How Grief Affects Your Body, Mind, and Emotions
When my son Bryan died, I quickly discovered that grief isn’t just about tears or sadness. It touches every part of us—our bodies, our thoughts, and our emotions. In week three of Rebuild, we focus on this very topic. I want to share some of what I’ve learned, both from my own journey and from the stories of fellow grievers.
Physical Responses to Grief
One of the biggest surprises for me was how much my body hurt. I expected changes in sleep and appetite, but I didn’t expect that I would struggle to breathe, that it would hurt to lift my arms, or that simply getting out of bed would feel exhausting.
Others I’ve walked with in grief have shared their own symptoms:
- A metallic taste in the mouth
- Hair loss
- Chills and sweats
- Digestive struggles—diarrhea, constipation, acid reflux, or even ulcers
These aren’t signs of weakness. They are signs that grief takes up residence in the body.
Mental Responses to Grief
The physical toll wasn’t the only thing I noticed. My mind stopped working the way it used to. For months, I lived in a fog. I couldn’t focus, couldn’t remember what I’d read, and sometimes drove without knowing how I got from one place to another. Worst of all, my thoughts often looped back to painful images of Bryan’s death that I couldn’t push away.
Others describe:
- Restlessness or forgetfulness
- Feeling overwhelmed by tasks that once felt simple
- The sudden onset of phobias or anxieties that had never existed before
Grief clouds the mind as much as it weighs down the body.
Emotional Responses to Grief
Then there are the emotions. For me, crying was as natural as breathing. Depression, which I had battled before, deepened into hopelessness. Thoughts of not wanting to live were frequent—not because I truly wanted to die, but because I couldn’t see a reason to keep going. And when I wasn’t weeping, I often felt nothing at all. I was numb.

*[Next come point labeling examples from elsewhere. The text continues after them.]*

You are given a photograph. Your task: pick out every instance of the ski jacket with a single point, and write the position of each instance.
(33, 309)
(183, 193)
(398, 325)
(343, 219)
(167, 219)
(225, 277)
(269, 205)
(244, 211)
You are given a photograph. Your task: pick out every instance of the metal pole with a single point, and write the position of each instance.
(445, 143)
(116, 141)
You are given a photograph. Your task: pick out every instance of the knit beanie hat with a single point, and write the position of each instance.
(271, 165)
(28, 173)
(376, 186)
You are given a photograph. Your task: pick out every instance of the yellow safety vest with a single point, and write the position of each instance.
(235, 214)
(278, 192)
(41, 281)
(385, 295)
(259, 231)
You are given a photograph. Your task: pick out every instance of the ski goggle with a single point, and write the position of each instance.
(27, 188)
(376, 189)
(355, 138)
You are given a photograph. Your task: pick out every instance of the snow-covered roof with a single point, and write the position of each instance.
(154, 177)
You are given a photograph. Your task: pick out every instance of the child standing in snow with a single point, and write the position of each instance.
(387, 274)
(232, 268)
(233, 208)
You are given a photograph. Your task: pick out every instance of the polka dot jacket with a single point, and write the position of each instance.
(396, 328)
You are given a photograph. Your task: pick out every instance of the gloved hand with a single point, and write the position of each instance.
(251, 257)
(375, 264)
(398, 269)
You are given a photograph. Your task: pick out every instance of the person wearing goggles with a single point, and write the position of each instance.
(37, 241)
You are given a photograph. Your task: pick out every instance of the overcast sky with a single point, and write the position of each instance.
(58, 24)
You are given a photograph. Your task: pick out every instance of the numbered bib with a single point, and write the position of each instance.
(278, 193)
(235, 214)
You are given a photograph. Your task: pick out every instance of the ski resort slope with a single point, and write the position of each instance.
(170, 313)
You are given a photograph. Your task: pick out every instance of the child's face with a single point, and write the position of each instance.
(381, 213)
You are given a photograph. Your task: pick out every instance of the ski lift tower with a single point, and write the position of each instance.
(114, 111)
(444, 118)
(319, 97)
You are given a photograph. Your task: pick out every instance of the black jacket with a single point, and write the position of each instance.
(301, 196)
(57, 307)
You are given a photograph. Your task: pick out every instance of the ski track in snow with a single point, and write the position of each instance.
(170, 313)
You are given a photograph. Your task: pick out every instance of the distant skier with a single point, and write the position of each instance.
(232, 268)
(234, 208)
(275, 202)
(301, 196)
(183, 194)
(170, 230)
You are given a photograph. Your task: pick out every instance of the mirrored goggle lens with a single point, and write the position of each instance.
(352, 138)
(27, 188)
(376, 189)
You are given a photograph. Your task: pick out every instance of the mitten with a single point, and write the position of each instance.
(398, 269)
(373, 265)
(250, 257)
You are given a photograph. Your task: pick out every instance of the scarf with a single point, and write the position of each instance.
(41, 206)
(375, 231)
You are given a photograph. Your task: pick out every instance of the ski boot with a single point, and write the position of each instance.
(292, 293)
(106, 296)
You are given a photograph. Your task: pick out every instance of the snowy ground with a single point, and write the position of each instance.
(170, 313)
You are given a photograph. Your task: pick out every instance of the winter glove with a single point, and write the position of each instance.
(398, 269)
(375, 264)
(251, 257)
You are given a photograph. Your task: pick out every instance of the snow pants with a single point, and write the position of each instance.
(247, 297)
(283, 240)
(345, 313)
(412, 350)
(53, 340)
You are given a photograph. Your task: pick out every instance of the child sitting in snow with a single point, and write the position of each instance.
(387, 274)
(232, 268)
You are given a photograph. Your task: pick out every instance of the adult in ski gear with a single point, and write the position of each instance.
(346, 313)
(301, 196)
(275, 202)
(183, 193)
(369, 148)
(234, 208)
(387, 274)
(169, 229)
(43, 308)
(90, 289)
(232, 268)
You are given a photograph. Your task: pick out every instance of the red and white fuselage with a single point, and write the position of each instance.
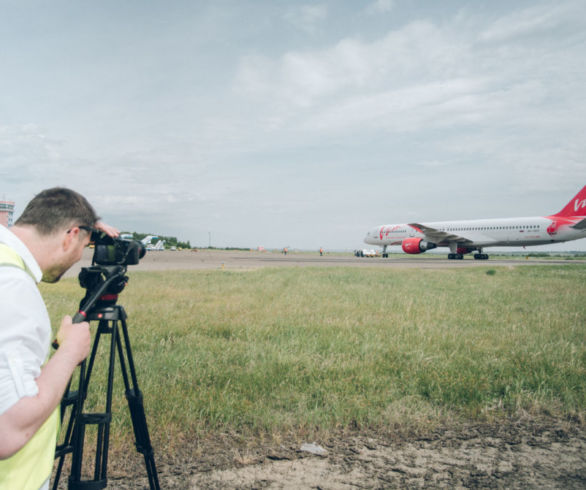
(467, 236)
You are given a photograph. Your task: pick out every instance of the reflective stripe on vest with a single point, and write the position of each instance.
(32, 464)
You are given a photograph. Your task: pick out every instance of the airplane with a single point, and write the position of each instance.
(463, 237)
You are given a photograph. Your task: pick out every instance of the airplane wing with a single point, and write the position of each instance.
(580, 225)
(438, 237)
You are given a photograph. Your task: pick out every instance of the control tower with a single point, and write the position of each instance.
(6, 212)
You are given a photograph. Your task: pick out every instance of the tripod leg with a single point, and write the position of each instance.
(136, 407)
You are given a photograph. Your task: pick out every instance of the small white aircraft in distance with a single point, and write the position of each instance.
(463, 237)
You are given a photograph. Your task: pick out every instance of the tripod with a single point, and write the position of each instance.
(111, 321)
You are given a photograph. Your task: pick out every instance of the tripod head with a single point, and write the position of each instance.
(106, 278)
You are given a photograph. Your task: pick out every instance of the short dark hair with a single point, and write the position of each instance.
(57, 208)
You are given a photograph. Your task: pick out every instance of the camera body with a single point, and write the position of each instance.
(116, 251)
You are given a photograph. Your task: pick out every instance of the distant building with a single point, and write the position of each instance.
(6, 212)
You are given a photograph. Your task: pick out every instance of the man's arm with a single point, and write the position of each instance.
(20, 422)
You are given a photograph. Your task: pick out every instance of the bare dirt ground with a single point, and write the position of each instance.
(544, 454)
(241, 261)
(530, 453)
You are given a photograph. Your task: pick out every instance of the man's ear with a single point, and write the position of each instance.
(70, 238)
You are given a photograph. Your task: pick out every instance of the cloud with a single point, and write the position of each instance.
(307, 17)
(531, 21)
(380, 7)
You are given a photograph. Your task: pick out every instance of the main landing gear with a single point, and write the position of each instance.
(457, 255)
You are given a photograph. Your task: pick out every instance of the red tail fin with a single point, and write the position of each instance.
(576, 207)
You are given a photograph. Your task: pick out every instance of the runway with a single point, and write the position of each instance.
(205, 259)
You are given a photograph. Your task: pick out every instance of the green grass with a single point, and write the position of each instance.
(290, 350)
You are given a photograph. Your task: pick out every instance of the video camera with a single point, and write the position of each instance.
(116, 251)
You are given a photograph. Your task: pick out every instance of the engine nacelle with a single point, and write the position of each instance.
(416, 245)
(464, 250)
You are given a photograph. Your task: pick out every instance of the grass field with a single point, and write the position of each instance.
(300, 350)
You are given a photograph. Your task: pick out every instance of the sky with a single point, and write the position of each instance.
(294, 124)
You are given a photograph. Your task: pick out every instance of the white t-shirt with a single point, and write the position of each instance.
(25, 328)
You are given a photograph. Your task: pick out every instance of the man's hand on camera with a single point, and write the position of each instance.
(107, 229)
(74, 339)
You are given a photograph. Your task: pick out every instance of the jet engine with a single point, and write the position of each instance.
(416, 245)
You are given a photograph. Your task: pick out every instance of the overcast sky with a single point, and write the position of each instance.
(289, 123)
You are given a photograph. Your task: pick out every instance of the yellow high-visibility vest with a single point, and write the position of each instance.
(32, 464)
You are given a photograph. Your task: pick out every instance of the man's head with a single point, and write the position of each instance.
(56, 209)
(55, 226)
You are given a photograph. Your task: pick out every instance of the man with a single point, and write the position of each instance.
(43, 244)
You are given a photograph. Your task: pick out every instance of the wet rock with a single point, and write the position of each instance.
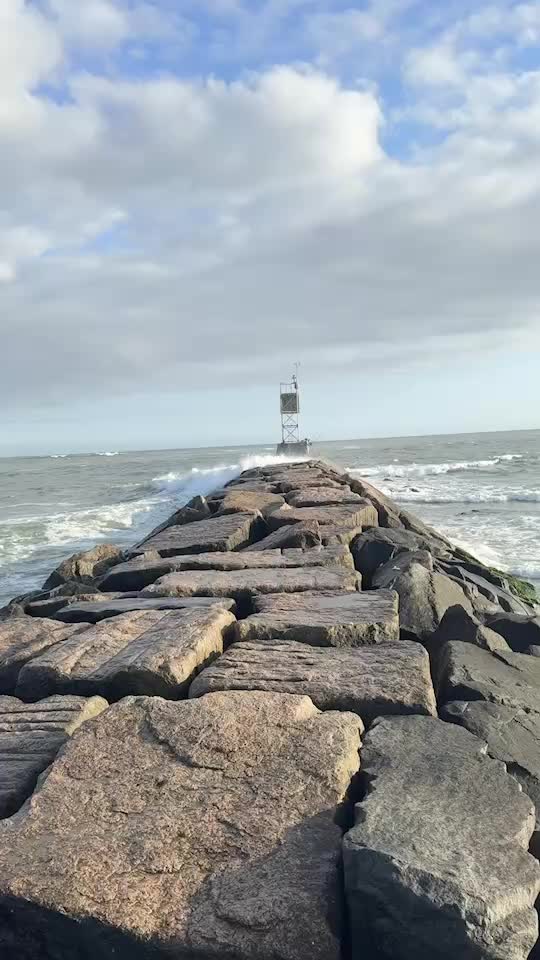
(520, 632)
(322, 496)
(206, 536)
(139, 573)
(85, 566)
(145, 839)
(464, 672)
(513, 736)
(243, 585)
(104, 608)
(461, 624)
(424, 595)
(375, 547)
(154, 653)
(31, 736)
(23, 638)
(294, 535)
(361, 514)
(437, 864)
(370, 681)
(245, 501)
(324, 619)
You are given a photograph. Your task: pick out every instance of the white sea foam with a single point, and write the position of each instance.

Others have noticed very different emotional responses:
- Anger without a clear target
- Bitterness that slowly set in
- Laughing at inappropriate times
- Talking nonstop (“diarrhea of the mouth”)
- Acting completely out of character
In Rebuild, we often say, “Everything is normal.” That’s reassuring in theory, but when your mind, body, and heart are all in turmoil, nothing feels normal.
Why Do We Respond This Way?
It helps to remember that our bodies are designed to protect us. When we experience loss or trauma, the brain activates what’s called the fight, flight, or freeze response. It’s the same response that would help us survive if we were being chased by a bear in the woods. But when the “threat” is a memory of our loved one or a traumatic moment, those same responses can feel overwhelming rather than helpful.
So How Do You Cope?
When your body, mind, and emotions are overloaded, it’s important to find tools that help calm your nervous system. We often call these mindfulness techniques. Each one is designed to slow you down, help you feel safe, and give your body and mind space to breathe.
- Intentional Breathing – Focus on slow, steady breaths in and out. This simple rhythm helps your body relax and signals to your brain that you are safe.
- Body Scan – Gently bring awareness to each part of your body, noticing tension and releasing it as you go. This practice reconnects you to your body and brings a sense of ease.
- Butterfly Hug – Cross your arms over your chest and gently tap your shoulders, alternating left and right. This movement can soothe distressing emotions or sensations and create a sense of calm.
Reflection Questions
- What physical, mental, or emotional responses have you noticed in your own grief?
- Which of these mindfulness practices might help you calm your body and mind?
- How can you show yourself compassion as you navigate these responses?